Setup development environment with Eclipse (Linux) for Datafari 4.x

Pre-requisites

  • Have a JDK installed on your PC (Java 8)

  • Have an IDE installed on your PC (in the guide we use Eclipse) and be able to launch it as root

  • Have git installed on your PC

  • Have maven and ant installed on your PC

Clone repository

Open a terminal and navigate to the folder where you want to have Datafari source code to be checked out (usually your workspace folder).

Perform a

git clone https://github.com/francelabs/datafari.git

to checkout the code. The root directory name is datafari.

Build Datafari for the development environment

Navigate to the folder datafari. We now call it DATAFARI_SRC.

Run a : 'mvn install' in DATAFARI_SRC.

Run a : 'ant all' in DATAFARI_SRC/debian7

Install Datafari

Get the dependencies :

apt-get install curl debconf unzip sudo libc6-dev jq lsof

Run a 'dpkg -i DATAFARI_SRC/debian7/installer/dist/datafari.deb and type an admin password.

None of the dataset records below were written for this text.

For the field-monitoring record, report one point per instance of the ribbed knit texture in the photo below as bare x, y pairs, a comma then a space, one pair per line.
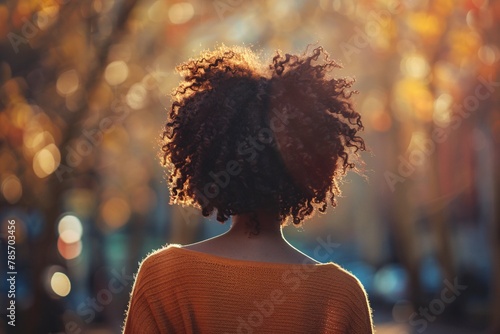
183, 291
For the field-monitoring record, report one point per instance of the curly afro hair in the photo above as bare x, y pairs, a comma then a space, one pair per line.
242, 137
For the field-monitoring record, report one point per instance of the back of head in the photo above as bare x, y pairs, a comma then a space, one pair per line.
242, 137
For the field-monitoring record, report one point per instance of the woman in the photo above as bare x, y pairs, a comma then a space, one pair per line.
265, 146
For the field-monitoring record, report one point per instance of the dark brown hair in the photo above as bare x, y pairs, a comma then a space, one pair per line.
241, 137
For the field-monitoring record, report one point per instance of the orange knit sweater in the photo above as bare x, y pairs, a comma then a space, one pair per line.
183, 291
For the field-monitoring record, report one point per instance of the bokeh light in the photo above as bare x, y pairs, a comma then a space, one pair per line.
181, 12
46, 161
115, 212
12, 189
116, 72
60, 284
68, 82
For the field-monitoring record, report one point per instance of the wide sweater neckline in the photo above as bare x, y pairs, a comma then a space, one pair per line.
239, 262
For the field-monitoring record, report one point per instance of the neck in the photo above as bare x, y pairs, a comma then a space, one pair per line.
269, 226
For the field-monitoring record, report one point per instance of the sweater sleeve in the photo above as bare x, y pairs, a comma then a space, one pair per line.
140, 317
362, 314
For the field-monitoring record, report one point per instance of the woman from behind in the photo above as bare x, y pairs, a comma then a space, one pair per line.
264, 146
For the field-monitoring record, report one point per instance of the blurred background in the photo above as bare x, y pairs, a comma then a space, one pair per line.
84, 89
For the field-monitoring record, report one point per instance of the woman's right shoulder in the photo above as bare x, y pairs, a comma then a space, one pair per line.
160, 259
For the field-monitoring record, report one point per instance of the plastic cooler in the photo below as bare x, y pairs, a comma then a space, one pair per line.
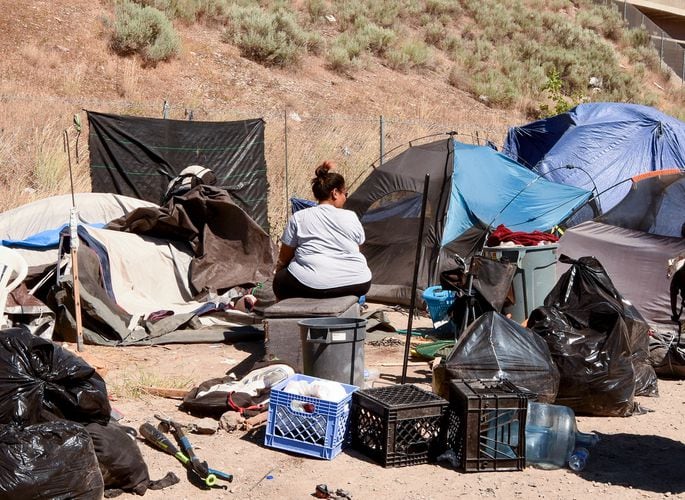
535, 275
439, 302
320, 433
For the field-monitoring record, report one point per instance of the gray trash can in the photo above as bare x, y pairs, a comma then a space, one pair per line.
333, 348
535, 275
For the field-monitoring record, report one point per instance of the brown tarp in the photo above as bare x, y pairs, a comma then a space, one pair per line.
230, 248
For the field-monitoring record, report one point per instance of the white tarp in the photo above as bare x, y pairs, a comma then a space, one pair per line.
51, 213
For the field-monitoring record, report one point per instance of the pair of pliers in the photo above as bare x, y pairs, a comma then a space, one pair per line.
208, 475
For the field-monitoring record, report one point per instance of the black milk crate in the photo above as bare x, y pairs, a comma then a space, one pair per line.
397, 425
486, 425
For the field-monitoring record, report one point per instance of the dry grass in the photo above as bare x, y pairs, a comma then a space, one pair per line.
338, 116
131, 384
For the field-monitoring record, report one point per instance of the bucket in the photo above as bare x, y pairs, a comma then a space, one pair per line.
333, 349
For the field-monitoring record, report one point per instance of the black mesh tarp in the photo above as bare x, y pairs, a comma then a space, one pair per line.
127, 152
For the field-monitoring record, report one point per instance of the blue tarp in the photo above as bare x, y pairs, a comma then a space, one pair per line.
45, 239
605, 143
489, 189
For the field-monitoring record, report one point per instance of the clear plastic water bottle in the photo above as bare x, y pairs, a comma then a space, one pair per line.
578, 459
550, 435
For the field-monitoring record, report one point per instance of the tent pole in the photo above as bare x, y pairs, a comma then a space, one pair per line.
381, 132
412, 302
73, 246
285, 133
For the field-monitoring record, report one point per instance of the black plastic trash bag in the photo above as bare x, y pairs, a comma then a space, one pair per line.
121, 462
40, 381
48, 460
494, 346
585, 326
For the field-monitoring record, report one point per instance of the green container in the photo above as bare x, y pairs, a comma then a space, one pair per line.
534, 278
333, 348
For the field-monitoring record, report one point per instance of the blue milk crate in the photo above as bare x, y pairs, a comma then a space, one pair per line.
321, 433
439, 302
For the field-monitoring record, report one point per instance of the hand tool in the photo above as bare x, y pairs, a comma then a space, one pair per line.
160, 441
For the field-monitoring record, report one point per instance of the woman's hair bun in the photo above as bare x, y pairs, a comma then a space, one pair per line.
323, 169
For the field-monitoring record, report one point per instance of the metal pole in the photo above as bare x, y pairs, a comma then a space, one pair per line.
382, 133
285, 134
661, 51
412, 303
73, 247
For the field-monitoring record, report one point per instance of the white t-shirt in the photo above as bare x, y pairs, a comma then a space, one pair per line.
326, 241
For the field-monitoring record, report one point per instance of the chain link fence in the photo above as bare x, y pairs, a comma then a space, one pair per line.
671, 51
295, 142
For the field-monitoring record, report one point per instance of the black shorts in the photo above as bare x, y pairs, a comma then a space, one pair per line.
286, 286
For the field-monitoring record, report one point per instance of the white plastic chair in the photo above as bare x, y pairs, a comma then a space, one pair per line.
11, 264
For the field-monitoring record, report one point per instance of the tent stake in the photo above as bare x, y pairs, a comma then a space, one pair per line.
412, 302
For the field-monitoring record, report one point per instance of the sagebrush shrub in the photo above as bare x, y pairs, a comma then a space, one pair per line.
143, 30
269, 38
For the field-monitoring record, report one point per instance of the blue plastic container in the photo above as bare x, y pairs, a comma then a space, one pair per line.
438, 302
321, 433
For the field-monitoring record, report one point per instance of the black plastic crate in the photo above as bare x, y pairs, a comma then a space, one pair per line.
486, 425
397, 425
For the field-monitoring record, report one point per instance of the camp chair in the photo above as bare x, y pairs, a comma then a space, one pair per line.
11, 263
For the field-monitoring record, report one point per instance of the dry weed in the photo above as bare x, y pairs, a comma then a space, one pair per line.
131, 384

Open the project in Eclipse

In Eclipse,go to File -> Import... , type maven and « Existing Maven project ».

Select the DATAFARI_SRC folder as root directory and click Finish. 

Change the permissions of the following folders :

chmod -R 777 /opt/datafari  chmod -R 700 /opt/datafari/pgsql

To add access rights to any user on datafari installation folder. Be careful : this should be done only for the development environment and should be avoided for a production deployment!

Setup the Tomcat server in Eclipse

Go to Window -> Preferences -> Server -> Runtime Environments -> Add…

and select Apache Tomcat V.9.0.

Select DATAFARI_SRC/tomcat-dev for the Tomcat Installation directory and Finish.

If Eclipse does not accept the Tomcat version, stop Eclipse, and copy the patch you can download here https://bugs.eclipse.org/bugs/attachment.cgi?id=262418&action=edit in the plugins directory of Eclipse installation directory.

In a Servers window (for example in Debug Perspectives), click on "add a server", select a "tomcat 9.0 server". Click on next and add Datafari webapp :

Click Finish.

Run Datafari

Run Datafari in normal mode. Go to /opt/datafari/bin and run ./start-datafari.sh.

Start Tomcat server with a right click → Start on the server:

Go to the Datafari URL (http://localhost:9080/Datafari)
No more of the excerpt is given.